To do: history of the Connecticut legislation and lower-level court cases.

Supreme Court ruling

Justices William O. Douglas, Arthur J. Goldberg, Earl Warren, William J. Brennan, John Marshall Harlan II, and Byron Raymond White voted to reverse the lower court decisions and rule in favour of Griswold; however, the court was somewhat fragmented over the reasons for such a decision - 4 different opinions were written in favour of the judgement (with 2 dissents, for which see below).

Douglas wrote the official opinion of the court, but was not joined by anyone else.

Goldberg's opinion was joined by Warren and Brennan, and focused on the Ninth Amendment, which states that the rights laid out in the constitution are not the only rights retained by the people - in other words, the people retain certain other natural rights.
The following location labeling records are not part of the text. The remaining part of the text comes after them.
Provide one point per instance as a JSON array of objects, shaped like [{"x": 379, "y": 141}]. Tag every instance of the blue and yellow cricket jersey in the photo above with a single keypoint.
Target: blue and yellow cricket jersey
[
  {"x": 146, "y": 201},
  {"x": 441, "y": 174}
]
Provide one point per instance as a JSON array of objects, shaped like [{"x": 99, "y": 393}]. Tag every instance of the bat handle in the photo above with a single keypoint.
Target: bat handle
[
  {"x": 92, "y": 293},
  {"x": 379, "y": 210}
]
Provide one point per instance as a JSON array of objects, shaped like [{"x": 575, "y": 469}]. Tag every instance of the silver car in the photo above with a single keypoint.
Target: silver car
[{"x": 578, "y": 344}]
Justice Goldberg wrote:

Since 1791 [the Ninth Amendment] has been a basic part of the Constitution which we are sworn to uphold. To hold that a right so basic and fundamental and so deep-rooted in our society as the right of privacy in marriage may be infringed because that right is not guaranteed in so many words by the first eight amendments to the Constitution is to ignore the Ninth Amendment and to give it no effect whatsoever.

Harlan and White wrote opinions based on the due process clause of the Fourteenth Amendment.

Dissents

Dissenting were Justices Potter Stewart and Hugo Black.

Stewart wrote:

The Ninth Amendment ... [was intended] to make clear that the adoption of the Bill of Rights did not alter the plan that the Federal Government was to be a government of express and limited powers, and that all rights and powers not delegated to it were retained by the people and the individual States. Until today no member of this Court has ever suggested that the Ninth Amendment meant anything else.

Black wrote:

The Court talks about a constitutional "right of privacy" as though there is some constitutional provision or provisions forbidding any law ever to be passed which might abridge the "privacy" of individuals. But there is not.

Implications

The Griswold case focused on the privacy rights of married couples. A later case, Eisenstadt v. Baird, established the right of unmarried people to contraception.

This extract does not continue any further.